La lutte contre le racisme, c’est le devoir de l’Etat !

Le 23 avril 2004
Communiqué de l’Union Juive Française pour la Paix (UJFP)

Les autorités françaises viennent de prendre des décisions qui, à notre sens, pourraient inciter à la discrimination antisémite et fabriquer des replis communautaristes.

Le 18 mars 2004, le Premier ministre Jean-Pierre Raffarin a présidé une réunion à Matignon du Comité interministériel de lutte contre le racisme et l’antisémitisme. Bien que la réunion ait affiché ce double objectif, tous les débats et toutes les décisions n’ont traité que de l’antisémitisme, rien sur d’autres formes du racisme. Ce qui contribue à installer la suspicion d’un traitement particulier réservé aux Juifs, à les dissocier du collectif national et à les désigner …aux antisémites.

De plus, en chargeant le CRIF (Conseil représentatif des institutions juives de France) de surveiller lui-même les propos antisémites sur Internet, il vient de décider que l’antisémitisme est l’affaire des Juifs, et non celle de la République et de l’Etat. Il fait donc de cet organisme qui s’est distingué par sa partialité, son agressivité anti-palestinienne et anti-arabe, et son assimilation systématique de toute critique de la politique israélienne à de l’antisémitisme, l’arbitre de l’antisémitisme dans ce pays. Cette délégation des pouvoirs de l’Etat, seul garant de la loi républicaine, à une communauté particulière est scandaleuse en soi. On pourrait imaginer aussi de « décentraliser » vers les régions, la laïcité ou le respect des droits humains !

Mais elle est en outre pernicieuse puisqu’en la matière la confusion des termes a été installée par les soins du CRIF. Qui a parlé à propos des partis comme les Verts, le PCF et la LCR d’une « alliance vert-brun-rouge » parce qu’ils expriment leur solidarité avec les droits du peuple palestinien ? Le président du CRIF. Qui s’est félicité du score de Le Pen en avril 2002 parce qu’il ferait « tenir tranquille les Arabes » ? Le président du CRIF. Qui mélange sionisme et judaïsme en appelant à une manifestation de soutien à Sharon, puis à une manifestation contre un attentat en Israël devant la Délégation générale de la Palestine à Paris ? Le CRIF.
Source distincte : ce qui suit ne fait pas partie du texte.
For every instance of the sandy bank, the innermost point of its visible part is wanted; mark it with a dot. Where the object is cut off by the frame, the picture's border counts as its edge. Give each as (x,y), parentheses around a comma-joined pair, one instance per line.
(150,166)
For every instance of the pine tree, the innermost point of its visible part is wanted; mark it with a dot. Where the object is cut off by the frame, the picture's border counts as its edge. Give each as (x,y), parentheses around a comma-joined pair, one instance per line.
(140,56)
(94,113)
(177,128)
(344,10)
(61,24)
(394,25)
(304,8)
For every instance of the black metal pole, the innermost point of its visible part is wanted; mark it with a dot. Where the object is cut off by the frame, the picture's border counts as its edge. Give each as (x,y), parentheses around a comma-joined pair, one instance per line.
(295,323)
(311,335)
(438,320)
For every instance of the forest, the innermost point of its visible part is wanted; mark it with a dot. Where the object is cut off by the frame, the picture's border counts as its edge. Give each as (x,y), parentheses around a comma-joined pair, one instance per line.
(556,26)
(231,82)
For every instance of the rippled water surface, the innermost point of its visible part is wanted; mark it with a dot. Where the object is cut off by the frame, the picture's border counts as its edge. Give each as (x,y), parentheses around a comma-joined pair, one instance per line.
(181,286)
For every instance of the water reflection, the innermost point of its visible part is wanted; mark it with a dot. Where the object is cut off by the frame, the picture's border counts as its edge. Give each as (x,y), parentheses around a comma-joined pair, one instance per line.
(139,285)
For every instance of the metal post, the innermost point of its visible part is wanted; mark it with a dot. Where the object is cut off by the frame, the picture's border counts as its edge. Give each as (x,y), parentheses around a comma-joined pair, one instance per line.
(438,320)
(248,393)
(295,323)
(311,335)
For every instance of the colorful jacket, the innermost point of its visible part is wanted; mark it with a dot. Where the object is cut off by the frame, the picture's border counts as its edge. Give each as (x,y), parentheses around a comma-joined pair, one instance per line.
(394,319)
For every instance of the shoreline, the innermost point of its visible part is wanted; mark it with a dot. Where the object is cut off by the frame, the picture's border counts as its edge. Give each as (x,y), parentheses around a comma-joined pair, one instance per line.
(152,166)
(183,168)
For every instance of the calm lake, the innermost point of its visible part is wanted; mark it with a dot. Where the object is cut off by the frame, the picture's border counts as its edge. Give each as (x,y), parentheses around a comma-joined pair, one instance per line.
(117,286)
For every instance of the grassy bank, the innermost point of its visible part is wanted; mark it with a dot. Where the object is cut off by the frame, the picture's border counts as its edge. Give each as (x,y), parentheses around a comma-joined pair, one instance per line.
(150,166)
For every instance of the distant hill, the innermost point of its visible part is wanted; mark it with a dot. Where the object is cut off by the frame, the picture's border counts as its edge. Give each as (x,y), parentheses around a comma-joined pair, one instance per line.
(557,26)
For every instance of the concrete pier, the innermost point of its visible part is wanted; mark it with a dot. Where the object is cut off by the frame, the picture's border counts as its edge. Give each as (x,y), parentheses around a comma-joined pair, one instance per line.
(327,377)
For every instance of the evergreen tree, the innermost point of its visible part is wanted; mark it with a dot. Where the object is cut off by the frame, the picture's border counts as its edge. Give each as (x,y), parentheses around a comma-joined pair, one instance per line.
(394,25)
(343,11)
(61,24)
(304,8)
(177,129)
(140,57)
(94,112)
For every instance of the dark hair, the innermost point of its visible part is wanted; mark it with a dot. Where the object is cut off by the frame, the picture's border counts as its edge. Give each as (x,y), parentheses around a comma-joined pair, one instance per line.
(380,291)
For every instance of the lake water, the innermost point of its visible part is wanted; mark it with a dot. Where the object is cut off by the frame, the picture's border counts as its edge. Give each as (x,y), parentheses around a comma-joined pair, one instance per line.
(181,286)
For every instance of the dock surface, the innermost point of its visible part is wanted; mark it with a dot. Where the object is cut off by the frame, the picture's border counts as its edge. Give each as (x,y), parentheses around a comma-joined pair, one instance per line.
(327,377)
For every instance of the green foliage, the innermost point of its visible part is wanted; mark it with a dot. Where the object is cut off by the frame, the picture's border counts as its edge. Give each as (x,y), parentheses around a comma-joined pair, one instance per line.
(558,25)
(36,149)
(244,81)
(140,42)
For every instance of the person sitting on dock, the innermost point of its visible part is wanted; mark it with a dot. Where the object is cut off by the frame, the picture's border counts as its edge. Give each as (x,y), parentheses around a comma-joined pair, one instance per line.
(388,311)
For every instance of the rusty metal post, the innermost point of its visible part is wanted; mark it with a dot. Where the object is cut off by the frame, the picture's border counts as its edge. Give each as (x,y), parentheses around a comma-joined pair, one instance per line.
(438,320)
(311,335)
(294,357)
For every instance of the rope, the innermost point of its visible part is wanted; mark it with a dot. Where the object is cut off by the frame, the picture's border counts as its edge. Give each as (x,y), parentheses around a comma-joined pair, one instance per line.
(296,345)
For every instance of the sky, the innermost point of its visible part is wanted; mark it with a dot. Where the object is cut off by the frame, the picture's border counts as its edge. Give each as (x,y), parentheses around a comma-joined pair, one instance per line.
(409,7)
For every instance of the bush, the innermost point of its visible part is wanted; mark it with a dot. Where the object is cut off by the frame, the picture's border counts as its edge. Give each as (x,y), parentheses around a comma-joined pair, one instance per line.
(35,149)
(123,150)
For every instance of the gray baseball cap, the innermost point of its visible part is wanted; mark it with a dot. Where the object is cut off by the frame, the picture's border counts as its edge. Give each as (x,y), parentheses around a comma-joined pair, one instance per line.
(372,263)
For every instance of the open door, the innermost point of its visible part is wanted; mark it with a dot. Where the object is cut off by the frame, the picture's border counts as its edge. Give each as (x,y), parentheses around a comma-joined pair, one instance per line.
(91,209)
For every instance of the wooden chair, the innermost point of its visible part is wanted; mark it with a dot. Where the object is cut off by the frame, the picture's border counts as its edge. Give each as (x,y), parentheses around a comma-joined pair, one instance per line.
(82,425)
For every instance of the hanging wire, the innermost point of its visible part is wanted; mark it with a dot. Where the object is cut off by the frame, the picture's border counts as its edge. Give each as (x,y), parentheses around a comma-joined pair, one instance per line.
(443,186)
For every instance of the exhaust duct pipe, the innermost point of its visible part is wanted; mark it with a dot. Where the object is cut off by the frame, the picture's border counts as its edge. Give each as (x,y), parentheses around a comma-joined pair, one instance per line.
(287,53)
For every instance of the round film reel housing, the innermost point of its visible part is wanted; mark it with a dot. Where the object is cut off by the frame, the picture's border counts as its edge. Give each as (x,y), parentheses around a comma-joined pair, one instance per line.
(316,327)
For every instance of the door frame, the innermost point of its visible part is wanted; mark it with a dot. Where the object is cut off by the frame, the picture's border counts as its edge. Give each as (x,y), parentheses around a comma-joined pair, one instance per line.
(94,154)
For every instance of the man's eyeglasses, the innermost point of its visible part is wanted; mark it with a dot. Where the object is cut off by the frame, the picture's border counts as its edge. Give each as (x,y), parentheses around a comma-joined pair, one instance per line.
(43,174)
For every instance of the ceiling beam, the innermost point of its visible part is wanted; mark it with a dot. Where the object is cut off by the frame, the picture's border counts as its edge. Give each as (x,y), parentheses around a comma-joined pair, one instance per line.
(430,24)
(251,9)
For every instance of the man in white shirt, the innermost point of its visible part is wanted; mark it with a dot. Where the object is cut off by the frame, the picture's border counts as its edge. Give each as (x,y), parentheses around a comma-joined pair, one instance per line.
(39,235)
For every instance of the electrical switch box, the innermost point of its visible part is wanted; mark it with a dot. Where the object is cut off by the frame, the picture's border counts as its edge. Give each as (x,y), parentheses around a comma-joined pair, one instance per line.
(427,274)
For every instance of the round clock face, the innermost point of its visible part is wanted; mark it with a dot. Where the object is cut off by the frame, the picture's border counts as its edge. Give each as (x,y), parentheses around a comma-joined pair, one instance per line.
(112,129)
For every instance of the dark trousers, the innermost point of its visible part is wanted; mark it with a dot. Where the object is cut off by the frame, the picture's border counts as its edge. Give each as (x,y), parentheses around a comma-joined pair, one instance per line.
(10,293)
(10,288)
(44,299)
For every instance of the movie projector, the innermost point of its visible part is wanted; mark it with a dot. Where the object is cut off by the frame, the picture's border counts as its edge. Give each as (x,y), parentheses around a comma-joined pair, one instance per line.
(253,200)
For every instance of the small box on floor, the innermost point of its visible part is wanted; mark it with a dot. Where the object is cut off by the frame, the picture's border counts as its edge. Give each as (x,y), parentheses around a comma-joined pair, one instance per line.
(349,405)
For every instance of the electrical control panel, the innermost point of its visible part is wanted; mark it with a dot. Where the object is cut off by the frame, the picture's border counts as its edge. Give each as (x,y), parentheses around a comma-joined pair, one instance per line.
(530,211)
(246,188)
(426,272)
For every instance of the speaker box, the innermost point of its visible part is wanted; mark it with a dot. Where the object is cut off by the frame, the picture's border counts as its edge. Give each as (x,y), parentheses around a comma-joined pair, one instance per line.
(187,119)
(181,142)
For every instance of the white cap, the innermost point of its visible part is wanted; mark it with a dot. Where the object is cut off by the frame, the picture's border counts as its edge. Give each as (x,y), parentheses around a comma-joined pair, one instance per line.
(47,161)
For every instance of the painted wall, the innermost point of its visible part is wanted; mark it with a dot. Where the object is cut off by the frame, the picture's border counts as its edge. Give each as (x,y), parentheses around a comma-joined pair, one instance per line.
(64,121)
C’est ce même organisme qui a revendiqué des actions d’obstruction contre des réunions publiques à Nice, à Toulouse et ailleurs où devait prendre la parole Mme Leïla Shahid, Déléguée générale de la Palestine, une diplomate en poste à Paris accréditée par l’Etat. Ainsi, le CRIF essaie d’embrigader d’autorité tous les Juifs de France dans une attitude communautariste, anti-palestinienne et anti-arabe. De belles lettres de créances pour la lutte contre le racisme ! Qui plus est, le CRIF est même lié à des groupuscules d’extrême droite : le Bétar et la Ligue de défense juive (interdite en Israël) qui lui servent à l’occasion de service d’ordre et qu’il n’a jamais désavoués dans leurs exactions les plus violentes.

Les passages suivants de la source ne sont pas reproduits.